New storm threat to Mexico as Hurricane Earl death toll rises to 45
Tropical Storm Javier has pushed closer to the resort city of Cabo San Lucas on the tip of Mexico's Baja California peninsula, while the death toll from former Hurricane Earl rose to 45 in the country's eastern mountains.
Communities in two states are digging out from weekend mudslides during heavy rains brought by remnants of Earl, which slammed into Mexico's Gulf coast. Three more bodies were found amid the mud and floodwaters in central Puebla state bringing the toll there to 32, and 13 more died in neighbouring Veracruz state.
Javier is expected to stay slightly out to sea as it passes Cabo San Lucas and continue on a more northerly track, raking the Pacific coast of the Baja peninsula.
Javier was about 55 miles south-east of Cabo San Lucas on Monday morning local time, with winds of 50mph, according to the US National Hurricane Centre.
The centre said "heavy rains (are) beginning to spread over southern Baja California" from the storm.
Javier is moving north-west at about 10mph, on a path that could brush land around Puerto San Carlos, further up the peninsula, on Wednesday, and again around Laguna San Ignacio later in the week.
Authorities in Cabo San Lucas have prepared 10 storm shelters for families who live in low-lying areas.
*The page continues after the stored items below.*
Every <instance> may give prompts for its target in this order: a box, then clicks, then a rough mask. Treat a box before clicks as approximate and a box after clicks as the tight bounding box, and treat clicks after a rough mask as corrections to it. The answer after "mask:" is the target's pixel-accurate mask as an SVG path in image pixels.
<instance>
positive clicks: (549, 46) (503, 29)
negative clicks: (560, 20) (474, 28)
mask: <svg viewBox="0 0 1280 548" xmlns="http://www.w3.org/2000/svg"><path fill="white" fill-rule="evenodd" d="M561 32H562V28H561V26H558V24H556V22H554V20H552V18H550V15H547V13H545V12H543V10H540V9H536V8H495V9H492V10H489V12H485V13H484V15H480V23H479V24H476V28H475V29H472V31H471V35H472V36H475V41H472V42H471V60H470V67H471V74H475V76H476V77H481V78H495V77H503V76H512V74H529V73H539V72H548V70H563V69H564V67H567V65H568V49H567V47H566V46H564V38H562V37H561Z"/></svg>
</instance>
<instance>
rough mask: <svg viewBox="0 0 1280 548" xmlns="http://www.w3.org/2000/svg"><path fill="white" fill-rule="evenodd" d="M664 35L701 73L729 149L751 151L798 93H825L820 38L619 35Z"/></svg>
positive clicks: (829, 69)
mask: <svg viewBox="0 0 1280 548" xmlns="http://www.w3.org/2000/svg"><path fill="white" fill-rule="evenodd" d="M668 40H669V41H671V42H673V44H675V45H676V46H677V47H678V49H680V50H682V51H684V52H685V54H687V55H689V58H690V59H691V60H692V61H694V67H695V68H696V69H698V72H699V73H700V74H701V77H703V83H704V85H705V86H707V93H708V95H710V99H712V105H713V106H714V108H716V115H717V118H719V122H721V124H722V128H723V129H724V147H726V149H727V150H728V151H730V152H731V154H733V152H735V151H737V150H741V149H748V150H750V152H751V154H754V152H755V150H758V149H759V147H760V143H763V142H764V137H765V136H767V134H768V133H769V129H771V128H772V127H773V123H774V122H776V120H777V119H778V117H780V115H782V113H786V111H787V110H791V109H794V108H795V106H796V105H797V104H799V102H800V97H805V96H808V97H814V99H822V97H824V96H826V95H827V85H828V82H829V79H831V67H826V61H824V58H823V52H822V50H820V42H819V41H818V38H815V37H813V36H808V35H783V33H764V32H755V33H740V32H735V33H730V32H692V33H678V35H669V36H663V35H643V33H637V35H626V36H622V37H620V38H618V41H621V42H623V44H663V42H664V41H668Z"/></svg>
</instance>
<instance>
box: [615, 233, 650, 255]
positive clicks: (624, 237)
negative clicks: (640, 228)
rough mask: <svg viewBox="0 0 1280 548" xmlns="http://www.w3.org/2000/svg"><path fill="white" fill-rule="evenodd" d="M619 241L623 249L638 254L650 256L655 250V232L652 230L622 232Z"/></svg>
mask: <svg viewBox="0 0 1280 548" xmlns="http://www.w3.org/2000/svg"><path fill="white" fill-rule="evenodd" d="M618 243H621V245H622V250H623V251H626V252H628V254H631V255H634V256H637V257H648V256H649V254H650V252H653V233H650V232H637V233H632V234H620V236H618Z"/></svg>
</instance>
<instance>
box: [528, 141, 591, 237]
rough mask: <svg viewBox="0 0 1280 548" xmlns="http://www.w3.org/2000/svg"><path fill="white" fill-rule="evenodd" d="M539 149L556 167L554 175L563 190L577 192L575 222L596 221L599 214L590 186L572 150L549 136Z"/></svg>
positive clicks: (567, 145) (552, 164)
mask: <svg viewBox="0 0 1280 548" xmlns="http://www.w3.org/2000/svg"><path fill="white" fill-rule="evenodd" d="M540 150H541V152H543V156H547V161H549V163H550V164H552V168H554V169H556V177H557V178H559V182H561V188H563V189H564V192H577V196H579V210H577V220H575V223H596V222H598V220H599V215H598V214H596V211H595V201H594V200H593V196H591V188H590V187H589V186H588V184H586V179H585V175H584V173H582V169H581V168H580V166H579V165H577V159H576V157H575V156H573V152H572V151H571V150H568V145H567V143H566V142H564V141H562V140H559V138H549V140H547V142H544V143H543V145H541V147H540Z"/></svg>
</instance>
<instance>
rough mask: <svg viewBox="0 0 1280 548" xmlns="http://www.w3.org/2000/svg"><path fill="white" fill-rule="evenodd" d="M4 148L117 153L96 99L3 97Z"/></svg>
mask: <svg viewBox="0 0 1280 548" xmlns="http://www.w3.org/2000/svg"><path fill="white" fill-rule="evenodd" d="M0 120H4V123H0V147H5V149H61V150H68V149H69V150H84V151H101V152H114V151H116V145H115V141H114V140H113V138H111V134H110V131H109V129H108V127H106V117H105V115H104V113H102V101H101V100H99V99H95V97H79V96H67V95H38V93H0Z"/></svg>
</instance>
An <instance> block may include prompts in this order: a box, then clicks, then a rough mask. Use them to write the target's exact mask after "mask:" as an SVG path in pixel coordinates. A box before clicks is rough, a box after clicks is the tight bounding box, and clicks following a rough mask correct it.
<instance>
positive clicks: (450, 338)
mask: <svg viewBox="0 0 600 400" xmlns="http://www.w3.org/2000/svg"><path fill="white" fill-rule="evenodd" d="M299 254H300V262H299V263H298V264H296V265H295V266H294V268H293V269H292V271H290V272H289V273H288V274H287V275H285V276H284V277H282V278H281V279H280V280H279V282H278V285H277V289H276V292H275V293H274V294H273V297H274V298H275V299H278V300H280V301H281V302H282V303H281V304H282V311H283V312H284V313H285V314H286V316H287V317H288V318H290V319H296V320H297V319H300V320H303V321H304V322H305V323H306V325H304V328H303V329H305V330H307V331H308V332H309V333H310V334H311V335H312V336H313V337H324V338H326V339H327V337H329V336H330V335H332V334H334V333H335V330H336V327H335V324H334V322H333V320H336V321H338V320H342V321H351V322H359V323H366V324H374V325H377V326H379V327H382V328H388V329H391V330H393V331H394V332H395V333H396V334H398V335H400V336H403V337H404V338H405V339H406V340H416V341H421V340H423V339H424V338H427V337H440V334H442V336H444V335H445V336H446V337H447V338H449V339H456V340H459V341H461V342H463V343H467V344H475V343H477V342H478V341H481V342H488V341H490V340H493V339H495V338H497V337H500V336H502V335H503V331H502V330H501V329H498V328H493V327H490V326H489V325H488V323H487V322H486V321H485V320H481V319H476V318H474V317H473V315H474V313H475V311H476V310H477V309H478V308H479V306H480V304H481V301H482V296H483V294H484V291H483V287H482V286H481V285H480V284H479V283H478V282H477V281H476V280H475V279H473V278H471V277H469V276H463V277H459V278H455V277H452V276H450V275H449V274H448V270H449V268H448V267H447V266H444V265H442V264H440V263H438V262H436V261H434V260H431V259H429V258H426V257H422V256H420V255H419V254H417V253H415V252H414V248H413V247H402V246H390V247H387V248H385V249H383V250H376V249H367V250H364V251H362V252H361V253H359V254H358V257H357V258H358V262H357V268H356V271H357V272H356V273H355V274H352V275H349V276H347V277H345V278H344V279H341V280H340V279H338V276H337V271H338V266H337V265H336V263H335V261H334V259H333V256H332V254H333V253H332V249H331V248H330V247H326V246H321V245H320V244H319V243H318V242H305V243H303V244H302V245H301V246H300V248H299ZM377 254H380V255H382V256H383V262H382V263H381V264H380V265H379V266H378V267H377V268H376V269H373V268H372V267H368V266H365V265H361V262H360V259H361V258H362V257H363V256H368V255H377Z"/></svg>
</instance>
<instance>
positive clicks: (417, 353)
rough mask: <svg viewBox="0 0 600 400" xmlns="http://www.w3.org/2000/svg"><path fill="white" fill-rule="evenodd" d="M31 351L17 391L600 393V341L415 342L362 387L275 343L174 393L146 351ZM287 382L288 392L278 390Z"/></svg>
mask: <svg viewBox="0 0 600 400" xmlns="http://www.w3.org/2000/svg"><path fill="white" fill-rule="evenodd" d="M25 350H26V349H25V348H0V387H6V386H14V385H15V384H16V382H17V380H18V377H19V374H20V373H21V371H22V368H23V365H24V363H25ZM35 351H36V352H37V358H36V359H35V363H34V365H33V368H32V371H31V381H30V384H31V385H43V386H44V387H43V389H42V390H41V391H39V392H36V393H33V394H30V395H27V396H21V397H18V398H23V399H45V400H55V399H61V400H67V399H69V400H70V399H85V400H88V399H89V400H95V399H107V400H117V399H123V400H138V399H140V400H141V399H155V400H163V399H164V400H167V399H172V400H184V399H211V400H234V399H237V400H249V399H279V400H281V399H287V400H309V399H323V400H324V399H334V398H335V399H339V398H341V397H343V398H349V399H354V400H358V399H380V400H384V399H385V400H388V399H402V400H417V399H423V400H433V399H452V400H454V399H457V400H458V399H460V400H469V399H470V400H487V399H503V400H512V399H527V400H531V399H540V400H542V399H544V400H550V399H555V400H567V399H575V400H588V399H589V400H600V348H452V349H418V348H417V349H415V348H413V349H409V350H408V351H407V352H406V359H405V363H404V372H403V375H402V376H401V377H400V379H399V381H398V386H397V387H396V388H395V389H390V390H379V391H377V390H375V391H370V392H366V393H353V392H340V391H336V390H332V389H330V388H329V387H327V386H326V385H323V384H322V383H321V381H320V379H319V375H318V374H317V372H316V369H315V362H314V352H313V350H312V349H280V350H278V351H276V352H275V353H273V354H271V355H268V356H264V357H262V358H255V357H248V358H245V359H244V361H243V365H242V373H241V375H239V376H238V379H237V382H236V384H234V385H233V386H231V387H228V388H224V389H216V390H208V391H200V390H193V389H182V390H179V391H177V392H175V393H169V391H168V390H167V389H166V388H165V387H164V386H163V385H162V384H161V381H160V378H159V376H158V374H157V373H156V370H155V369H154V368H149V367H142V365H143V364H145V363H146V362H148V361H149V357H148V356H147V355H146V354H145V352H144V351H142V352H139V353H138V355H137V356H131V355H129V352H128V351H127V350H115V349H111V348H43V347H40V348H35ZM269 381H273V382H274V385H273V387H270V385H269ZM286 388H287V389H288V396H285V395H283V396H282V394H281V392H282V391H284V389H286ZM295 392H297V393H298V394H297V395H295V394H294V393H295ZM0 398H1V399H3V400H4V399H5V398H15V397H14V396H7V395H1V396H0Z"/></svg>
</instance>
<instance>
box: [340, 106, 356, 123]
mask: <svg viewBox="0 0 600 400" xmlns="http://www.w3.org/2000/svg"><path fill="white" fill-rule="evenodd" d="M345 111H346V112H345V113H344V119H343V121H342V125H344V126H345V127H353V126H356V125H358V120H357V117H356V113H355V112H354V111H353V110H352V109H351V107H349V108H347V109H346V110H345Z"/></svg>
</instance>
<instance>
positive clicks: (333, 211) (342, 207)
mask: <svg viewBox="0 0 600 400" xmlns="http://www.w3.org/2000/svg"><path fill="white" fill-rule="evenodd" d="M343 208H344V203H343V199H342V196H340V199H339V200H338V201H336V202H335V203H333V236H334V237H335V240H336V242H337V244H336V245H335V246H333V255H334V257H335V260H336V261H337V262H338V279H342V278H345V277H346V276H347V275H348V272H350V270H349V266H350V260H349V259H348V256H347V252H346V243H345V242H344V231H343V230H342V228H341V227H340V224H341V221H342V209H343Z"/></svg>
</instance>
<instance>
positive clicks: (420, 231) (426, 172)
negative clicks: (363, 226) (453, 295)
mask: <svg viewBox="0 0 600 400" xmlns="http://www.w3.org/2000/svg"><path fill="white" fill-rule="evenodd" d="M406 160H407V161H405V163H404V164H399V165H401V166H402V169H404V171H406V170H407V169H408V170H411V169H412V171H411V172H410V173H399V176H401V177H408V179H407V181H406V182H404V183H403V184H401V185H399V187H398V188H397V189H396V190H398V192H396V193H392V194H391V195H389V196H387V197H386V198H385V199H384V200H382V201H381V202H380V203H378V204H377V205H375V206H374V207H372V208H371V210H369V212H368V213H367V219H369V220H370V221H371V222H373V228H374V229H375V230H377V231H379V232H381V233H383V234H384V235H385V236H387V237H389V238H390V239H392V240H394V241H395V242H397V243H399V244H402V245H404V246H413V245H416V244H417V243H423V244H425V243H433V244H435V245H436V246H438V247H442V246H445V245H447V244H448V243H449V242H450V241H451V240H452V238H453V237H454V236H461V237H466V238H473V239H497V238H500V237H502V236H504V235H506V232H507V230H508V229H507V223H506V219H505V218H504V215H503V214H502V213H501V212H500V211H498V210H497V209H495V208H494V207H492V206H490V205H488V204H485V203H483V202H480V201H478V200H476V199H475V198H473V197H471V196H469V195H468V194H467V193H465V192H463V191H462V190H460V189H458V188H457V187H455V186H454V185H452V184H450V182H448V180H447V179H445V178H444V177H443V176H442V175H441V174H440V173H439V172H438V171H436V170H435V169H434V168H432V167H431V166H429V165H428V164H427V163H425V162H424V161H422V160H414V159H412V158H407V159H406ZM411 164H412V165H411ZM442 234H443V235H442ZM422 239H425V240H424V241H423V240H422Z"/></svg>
The resort was closed to navigation, and some owners of smaller fishing boats could be seen pulling them on to shore and hauling them away on trailers.
A tropical storm warning is in effect for the southern part of Baja California.
Among the casualties of Earl, at least 32 people died in multiple mudslides in the mountainous north of Puebla state, said state interior secretary Diodoro Carrasco. He said rainfall equivalent to an entire month of normal precipitation fell in one night in some areas.